2. Having regard to the first point, the learned pleader for the petitioner has asked us to draw a distinction between the informations referred to in Section 151 of the Code and those referred to in Section 157. He contends that the words in Section 250 'upon information given to a police-officer' refer only to information given in Section 154 and resulting in a Police investigation and final report under Section 173. He contends further that the information referred to in Section 157 is different to, and does not include, information given under Section 154. We do not think, however, that this distinction exists. We think that the words 'from information received' in Section 157 refer to the information given in Section 154. It appears to us that the information in this case was lodged under Section 154, was reported to the Magistrate under Section 157, and was finally reported under Section 173. We find here that the case was instituted ultimately upon a police report but originally upon information given to a police-officer, within the meaning of Section 250.
3. It remains to be seen whether the petitioner is responsible for the accusation against these three persons Aklu, Mahadeo and Ramphal. Now, as regards Aklu, all that the petitioner did was to lay information on behalf of his master and to say that Aklu was suspected. The learned Vakil for shown us a note of a (sic.) Pui servant cannot be held res (sic) 250 for an information of his master. It appears to (sic) whether a servant is responsible in such a case is one of fact depends on the question whether the servant is merely the mouthpiece of the master and is merely giving expressions to his master's accusation, or, whether he joins personally in the accusation himself. Here, there is nothing in the judgments below to indicate that the petitioner was anything more than the mouthpiece of his master so far as Aklu is concerned, and we think that he cannot be made liable to compensate Aklu.
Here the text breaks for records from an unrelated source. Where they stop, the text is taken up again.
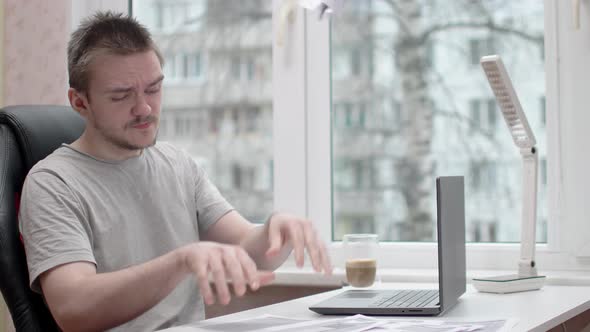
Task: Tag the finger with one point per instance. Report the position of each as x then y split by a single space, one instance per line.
311 244
202 275
275 239
234 269
219 278
298 241
249 268
326 262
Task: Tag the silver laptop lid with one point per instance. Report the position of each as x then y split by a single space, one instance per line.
451 239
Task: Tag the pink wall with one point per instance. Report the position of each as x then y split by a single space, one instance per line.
35 39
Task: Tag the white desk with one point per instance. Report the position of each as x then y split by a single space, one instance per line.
536 310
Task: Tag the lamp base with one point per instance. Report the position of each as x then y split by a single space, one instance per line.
508 283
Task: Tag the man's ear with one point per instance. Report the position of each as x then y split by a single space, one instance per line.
78 101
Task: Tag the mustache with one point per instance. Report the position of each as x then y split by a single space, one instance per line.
141 120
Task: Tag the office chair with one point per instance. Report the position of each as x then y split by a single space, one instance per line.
27 135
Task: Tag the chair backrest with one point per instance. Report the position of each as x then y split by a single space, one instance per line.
27 134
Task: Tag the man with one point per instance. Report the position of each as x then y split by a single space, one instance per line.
114 225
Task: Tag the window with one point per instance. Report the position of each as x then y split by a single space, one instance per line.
243 68
449 120
305 173
479 48
542 111
208 119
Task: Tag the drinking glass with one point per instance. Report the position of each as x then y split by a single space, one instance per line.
360 259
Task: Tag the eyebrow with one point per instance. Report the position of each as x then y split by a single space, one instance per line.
128 89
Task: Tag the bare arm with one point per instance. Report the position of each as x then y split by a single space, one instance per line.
270 244
82 300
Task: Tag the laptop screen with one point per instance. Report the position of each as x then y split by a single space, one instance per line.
451 239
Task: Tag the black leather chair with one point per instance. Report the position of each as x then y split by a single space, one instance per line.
27 135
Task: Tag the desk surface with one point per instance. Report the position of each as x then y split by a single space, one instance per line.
535 310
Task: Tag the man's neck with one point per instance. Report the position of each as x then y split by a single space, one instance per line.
103 150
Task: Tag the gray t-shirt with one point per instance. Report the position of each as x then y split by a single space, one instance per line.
75 207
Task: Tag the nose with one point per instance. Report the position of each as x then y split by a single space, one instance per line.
141 107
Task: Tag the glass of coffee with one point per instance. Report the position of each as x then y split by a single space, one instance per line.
361 259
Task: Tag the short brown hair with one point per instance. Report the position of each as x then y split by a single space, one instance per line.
114 33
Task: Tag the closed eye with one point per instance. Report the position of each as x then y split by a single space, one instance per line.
120 98
153 91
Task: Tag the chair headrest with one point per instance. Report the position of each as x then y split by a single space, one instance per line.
40 129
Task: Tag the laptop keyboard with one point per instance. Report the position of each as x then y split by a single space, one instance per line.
407 299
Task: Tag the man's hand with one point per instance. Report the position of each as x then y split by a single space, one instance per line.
286 230
223 262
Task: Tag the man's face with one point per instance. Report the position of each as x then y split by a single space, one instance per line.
124 99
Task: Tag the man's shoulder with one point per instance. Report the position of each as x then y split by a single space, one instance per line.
58 159
169 151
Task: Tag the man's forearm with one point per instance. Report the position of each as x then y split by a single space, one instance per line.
105 300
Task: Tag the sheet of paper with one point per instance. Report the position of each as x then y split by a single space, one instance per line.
357 323
260 323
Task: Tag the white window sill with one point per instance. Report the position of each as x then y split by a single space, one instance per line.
291 276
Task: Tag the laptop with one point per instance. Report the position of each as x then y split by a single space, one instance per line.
450 226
4. But as regards the other two accused, the case is different. The Magistrate in his explanation says 'The other two accused were not named, but their subsequent arrest in the course of the Police investigation was due to clues furnished by the complainant or other persons interested in the case. The petitioner, as the person laying the information, is responsible for the consequences of that information.'
5. The terms of the section are certainly not very clear. They run as follows: 'If, in any case instituted by complaint as defined in this Code or upon information given to a police-officer or to a Magistrate, a person is accused before a Magistrate of any offence triable by a Magistrate and the Magistrate, by whom the case is heard, discharges or acquits the accused and is satisfied that the accusation against him was frivolous or vexatious, the Magistrate may, in his discretion, by his order of discharge or acquittal, direct the person upon whose complaint or information the accusation was made to pay to the accused, or to each of the accused where there are more than one, such compensation, not exceeding fifty rupees, as the Magistrate thinks fit'
6. Now this was certainly instituted upon information given to a police-officer and in it Ramphal and Mahadeo were accused of an offence and that accusation was vexatious.
7. The accusation, however, was not made in the, information on which the case was instituted and it is arguable that it is only such accusations that can be dealt with under the section. But if that had been the intention of the Legislature we would have expected the section to be much simpler and to have enacted merely that if, in any case instituted upon complaint or information, the Magistrate be satisfied that the complaint or information is vexatious, he should be entitled to award compensation. We are not prepared to go as far as the learned Sessions Judge and hold that the original complainant is liable for all accusations made 'by others interested in the case' in its course, but where the original complainant himself is the author of the subsequent accusations, he may justly be dealt with under Section 250.
8. Here, Mahadeo and Ramphal were proceeded against on the accusation of the petitioner himself. He said that he saw a garment stolen from his master in the shop of one Meajan and recognised it and it was in consequence of this alleged recognition and his communication of it to the Police that Mahadeo and Ramphal were arrested.
9. The Magistrate did not believe a word of all this. He remarks 'there is only the statement of Jagdami (petitoner) that the cloth was found in the shop. Meajan I regard as a tool of Jagdami.' He then gives at considerable length his reasons for distrusting this evidence and finally says 'It seems as if the evidence in regard to the stolen part was arranged by Jagdami in order to entangle Ramphal and Aklu and get them out of the way.' Later on he says 'I am not satisfied the pantaloon was stolen property and that it was recovered in the manner alleged. I believe that the tailor Meajan and the two Telis are lying witnesses and that the case before the Court has been engineered by the intriguing law agent, Jagdami Pershad Singh.' On these findings, the order that the petitioner should compensate Ramphal and Mahadeo is obviously just.
10. The rule is made absolute so far as the compensation to Aklu is concerned and discharged so far it relates to the compensation of Ramphal and Mahadeo.